かねてより関心のあった、田中慎弥さんの本をやっと読めた。本屋さんにいってもなかなか売っておらず、最新刊を買う。2024年。

あらすじとしては、すさんだといってさしつかえない家庭環境に育ち、学校にも光を見出せない主人公の死への願望の誕生にあわせて、他の人には見えない・聞こえないらしい「死神」があらわれる、という、いかにも厨二っぽい流れで始まる。作中のところどころに、思春期に抱いていた「自分は他の人とはちがう特別な存在なんだ」という虚像の描写や、その時期をへて「とるにたらない存在」である自分と家族との関係性やその変容が描かれるのだが、そこの書き込みの微細さとでもいうのか、繊細な部分がところどころに表れているな、と思った。死神とのつきあいかたも少しずつ変わっていき、主人公の気持ちのブレや思いも出会ったばかりの頃とは大きく違ったものとなる。
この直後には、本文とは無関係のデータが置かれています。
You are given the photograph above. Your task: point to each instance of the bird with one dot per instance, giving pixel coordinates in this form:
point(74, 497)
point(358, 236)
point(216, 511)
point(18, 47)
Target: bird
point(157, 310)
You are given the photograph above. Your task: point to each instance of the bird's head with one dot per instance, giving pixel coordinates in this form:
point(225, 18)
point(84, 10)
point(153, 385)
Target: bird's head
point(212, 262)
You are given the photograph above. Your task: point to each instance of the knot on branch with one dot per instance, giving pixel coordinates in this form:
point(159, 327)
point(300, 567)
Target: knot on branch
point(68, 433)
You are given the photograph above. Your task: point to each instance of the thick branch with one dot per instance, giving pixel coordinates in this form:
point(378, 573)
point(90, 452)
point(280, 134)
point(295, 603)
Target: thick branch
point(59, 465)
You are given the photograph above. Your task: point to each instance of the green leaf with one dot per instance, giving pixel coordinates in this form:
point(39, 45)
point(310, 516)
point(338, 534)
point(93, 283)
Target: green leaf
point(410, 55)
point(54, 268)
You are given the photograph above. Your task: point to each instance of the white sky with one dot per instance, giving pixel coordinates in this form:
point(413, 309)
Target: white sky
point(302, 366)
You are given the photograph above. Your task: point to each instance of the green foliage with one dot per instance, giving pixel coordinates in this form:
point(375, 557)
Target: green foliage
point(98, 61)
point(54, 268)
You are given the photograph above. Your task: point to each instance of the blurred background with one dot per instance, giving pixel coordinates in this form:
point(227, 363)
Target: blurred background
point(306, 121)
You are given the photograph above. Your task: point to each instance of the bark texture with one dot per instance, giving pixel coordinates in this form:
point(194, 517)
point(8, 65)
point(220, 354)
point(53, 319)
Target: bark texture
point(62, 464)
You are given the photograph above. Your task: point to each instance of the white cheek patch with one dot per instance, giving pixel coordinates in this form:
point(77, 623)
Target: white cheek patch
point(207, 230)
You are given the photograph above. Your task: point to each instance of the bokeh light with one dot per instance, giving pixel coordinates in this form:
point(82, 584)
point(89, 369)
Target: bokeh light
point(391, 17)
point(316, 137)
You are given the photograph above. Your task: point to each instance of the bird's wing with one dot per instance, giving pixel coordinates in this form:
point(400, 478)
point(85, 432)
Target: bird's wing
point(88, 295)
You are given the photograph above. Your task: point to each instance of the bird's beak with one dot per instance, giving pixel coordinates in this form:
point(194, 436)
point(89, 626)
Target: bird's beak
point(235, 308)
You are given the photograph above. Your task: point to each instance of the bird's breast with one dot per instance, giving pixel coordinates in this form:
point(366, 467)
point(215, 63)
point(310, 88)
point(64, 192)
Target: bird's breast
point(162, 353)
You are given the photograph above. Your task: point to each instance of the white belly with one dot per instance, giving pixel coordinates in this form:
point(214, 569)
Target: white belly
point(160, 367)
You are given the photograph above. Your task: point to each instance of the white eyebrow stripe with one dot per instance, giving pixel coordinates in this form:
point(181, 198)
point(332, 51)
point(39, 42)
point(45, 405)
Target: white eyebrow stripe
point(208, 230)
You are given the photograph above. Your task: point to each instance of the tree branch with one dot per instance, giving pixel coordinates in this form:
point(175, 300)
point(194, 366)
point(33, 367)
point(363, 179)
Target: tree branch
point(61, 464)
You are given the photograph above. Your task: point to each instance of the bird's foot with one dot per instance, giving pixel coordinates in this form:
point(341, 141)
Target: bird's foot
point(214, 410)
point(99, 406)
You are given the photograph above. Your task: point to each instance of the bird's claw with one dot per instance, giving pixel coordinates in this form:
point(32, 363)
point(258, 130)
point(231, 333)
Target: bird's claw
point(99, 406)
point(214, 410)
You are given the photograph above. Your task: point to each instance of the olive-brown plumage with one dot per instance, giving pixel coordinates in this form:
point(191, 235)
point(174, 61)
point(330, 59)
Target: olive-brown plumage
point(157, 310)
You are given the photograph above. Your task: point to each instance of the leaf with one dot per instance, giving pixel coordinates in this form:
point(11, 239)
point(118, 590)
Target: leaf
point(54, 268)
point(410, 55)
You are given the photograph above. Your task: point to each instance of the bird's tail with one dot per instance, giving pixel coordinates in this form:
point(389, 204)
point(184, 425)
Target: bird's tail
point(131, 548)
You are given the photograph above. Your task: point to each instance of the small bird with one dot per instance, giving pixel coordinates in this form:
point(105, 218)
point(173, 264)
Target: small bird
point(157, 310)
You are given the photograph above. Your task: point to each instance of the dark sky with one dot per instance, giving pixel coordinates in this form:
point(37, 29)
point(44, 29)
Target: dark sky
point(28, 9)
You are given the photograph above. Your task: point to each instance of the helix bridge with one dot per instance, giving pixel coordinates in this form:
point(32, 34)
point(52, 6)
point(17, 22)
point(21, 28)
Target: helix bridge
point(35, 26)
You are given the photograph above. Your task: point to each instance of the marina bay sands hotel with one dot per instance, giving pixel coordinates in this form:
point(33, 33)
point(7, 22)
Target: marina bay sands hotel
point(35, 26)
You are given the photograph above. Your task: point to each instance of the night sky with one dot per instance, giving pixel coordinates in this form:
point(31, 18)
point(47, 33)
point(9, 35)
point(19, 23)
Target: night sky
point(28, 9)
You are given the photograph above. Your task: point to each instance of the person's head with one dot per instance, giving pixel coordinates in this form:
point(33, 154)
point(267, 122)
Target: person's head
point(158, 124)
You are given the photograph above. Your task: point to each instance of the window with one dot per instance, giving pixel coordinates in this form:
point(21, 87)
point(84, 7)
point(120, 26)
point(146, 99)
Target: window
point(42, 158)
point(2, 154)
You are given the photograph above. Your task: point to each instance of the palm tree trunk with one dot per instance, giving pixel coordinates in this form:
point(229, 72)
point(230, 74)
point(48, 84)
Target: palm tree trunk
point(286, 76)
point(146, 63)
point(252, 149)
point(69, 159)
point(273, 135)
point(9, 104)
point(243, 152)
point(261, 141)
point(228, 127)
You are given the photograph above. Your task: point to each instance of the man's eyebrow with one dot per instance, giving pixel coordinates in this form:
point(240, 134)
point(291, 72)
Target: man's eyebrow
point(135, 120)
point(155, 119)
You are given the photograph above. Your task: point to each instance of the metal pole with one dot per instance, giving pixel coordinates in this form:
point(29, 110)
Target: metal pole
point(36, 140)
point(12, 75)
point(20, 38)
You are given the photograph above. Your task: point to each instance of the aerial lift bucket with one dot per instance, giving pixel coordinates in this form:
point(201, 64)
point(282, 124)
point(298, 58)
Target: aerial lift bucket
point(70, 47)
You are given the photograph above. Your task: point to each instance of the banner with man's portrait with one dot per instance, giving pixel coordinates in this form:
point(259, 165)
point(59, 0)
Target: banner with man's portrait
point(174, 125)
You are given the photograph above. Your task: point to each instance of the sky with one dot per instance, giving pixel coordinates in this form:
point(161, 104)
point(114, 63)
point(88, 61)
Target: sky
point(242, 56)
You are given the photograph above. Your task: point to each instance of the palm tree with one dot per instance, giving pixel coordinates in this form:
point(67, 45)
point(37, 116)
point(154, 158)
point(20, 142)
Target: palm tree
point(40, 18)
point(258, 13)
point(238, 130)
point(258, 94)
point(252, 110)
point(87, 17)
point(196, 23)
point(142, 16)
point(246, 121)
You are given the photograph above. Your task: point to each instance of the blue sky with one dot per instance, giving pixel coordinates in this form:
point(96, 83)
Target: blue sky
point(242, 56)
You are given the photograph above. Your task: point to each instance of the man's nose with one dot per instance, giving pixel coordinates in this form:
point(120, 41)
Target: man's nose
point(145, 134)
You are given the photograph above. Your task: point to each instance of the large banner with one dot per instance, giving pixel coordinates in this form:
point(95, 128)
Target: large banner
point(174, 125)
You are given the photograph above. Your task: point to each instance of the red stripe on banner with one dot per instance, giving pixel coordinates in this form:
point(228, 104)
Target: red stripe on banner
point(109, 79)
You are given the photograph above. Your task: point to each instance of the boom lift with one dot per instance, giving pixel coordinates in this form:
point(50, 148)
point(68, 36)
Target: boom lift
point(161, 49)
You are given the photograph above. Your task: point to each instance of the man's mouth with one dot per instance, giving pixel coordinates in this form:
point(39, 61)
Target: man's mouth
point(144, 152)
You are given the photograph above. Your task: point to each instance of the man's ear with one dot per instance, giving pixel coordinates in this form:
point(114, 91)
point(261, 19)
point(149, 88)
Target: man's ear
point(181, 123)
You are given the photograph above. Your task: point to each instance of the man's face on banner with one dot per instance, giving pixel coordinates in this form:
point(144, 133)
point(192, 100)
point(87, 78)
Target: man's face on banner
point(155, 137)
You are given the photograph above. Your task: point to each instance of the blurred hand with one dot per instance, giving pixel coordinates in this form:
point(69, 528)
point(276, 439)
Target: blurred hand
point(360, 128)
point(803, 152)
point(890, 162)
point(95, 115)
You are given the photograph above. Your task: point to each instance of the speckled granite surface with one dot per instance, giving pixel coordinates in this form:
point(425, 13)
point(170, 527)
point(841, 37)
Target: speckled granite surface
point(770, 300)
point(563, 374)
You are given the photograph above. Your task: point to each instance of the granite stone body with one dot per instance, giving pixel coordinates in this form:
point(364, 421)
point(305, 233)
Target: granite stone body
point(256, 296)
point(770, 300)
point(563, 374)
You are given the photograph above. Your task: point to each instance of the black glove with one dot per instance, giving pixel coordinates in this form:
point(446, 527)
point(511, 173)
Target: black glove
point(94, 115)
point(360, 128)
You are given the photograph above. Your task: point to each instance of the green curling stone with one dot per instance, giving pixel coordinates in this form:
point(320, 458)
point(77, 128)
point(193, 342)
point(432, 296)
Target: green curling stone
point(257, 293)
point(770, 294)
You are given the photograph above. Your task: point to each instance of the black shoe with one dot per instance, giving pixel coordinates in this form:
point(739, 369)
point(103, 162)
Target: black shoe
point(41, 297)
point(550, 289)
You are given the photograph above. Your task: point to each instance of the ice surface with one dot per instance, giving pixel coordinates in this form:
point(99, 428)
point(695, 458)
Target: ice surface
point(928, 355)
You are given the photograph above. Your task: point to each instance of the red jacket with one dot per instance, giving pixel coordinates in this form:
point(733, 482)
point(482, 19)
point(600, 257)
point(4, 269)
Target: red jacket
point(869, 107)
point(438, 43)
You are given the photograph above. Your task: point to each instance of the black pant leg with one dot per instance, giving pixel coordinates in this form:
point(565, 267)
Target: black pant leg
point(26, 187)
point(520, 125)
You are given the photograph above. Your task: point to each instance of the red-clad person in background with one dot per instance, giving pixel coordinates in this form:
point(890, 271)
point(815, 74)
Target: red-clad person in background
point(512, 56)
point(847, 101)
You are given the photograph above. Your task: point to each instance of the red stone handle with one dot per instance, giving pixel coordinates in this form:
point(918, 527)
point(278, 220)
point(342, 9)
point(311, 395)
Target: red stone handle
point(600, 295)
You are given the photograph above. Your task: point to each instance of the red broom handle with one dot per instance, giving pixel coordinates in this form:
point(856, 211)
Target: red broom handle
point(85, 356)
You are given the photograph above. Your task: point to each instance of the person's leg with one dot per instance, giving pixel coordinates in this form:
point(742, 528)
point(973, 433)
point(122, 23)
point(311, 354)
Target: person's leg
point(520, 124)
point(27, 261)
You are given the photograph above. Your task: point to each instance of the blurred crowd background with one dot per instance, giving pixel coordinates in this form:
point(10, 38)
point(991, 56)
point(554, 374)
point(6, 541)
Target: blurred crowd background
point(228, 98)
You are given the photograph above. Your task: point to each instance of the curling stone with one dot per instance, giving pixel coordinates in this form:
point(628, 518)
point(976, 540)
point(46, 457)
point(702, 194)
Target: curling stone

物語自体のダイナミズムもありつつ、時間の経過にともなって起こる出来事に対する主人公のまなざしとことばと共に進んでいく時間が、なぜかなつかしく感じるというか、知っている誰かの記憶を追体験しているというか、そんな気持ちになった。おそらく本作は、自身の半生を少しアレンジしたシナリオなのだが、そこに対する目線もドライというか、フラットで、いわゆる私小説的な感じがまったくなく、小説として切り取られている感覚で読めた。死神というフィクションとのやりとりや、現実世界に顔を出したシーンは一旦現実世界の時間が傍に置かれるので、そこも小説として、うまくバランシングされているのかもしれない。

もうれつに感動するとか、展開がおもしろい!という作品ではないが、著者のインタビューや対談でみるような、淡々とこの苦しい現実を生きのびつつも、ほんの少しの光とでもいうのか、を、見出しておられる感じが伝わってきた。生きていく、というこの複雑でシンプルなこと。それもこの、繊細な筆致と深い内省のたまものなのかな、と感じた。

読んでくださり、ありがとうございます。よみおわったのは9月なのですが、記事がたまっていて今になってしまいました。田中慎弥さんの生にたいする考え方や感触はなんとなく安心があり、他の作品も読んでみたいと思います。